In 1995 I left full-time DV/SA work to pursue a Ph.D. in political science at Rutger’s University-New Brunswick. My work focused on public law and women & politics; I completed my degree in 2004. My dissertation focused on implementation of “Megan’s Law” (the state’s sex offender registration and notification statute) in New Jersey, and drew heavily on my own experiences working in the field. Because of my belief that rape care programs had important and interesting things to say about law and policy on sexual violence, my dissertation relied heavily on interviews with local sexual assault advocates. That project was the seed of this larger examination.

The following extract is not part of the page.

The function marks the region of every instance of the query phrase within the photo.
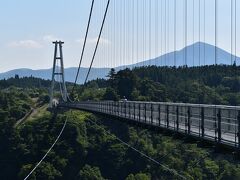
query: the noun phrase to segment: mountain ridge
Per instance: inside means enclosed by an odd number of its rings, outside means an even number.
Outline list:
[[[215,49],[217,50],[217,57],[215,59]],[[204,56],[205,52],[205,56]],[[174,62],[174,57],[176,55],[176,64]],[[134,68],[146,65],[157,65],[157,66],[183,66],[187,64],[187,66],[203,66],[203,65],[213,65],[215,64],[215,60],[217,64],[232,64],[233,60],[240,62],[239,57],[235,57],[231,55],[227,51],[216,48],[213,45],[197,42],[187,47],[184,47],[181,50],[170,52],[164,54],[162,56],[145,60],[139,63],[135,63],[132,65],[125,65],[116,67],[116,71],[119,71],[124,68]],[[153,63],[154,62],[154,63]],[[92,68],[91,73],[89,75],[89,80],[97,79],[97,78],[106,78],[111,68]],[[88,68],[81,68],[79,81],[78,83],[83,83],[84,77],[87,74]],[[65,79],[69,82],[74,82],[74,77],[76,76],[77,68],[69,67],[65,68]],[[52,74],[52,68],[49,69],[38,69],[32,70],[30,68],[20,68],[14,69],[7,72],[0,73],[0,79],[8,79],[10,77],[14,77],[15,75],[19,75],[19,77],[24,76],[34,76],[42,79],[50,79]]]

I began my first full-time faculty position at John Jay College of Criminal Justicee in August 2003. I taught at John Jay for two years before I was awarded an American Association of University Women post-doctoral fellowship to begin research for this project in Fall 2005. (Please note that the AAUW’s generous support for my work should not be taken as an endorsement of its analysis or conclusions.) I took a year off from teaching to travel and conduct interview with advocates in several states. In 2006, while on leave, I accepted a new position at Drexel University in my hometown of Philadelphia. In 2008 I completed interviews on the project.

I have been at Drexel since Fall 2006; in 2007 I was named Director of Women’s Studies, and in 2009 received a joint appointment to Drexel’s Earle Mack School of Law. I teach undergraduate courses on constitutional law and courts; at the Law School I teach Law & Social Movements and Courts & Public Policy.

It is my hope that some of this research will be of interest and assistance to the violence against women community, which has played such an important role in my own life.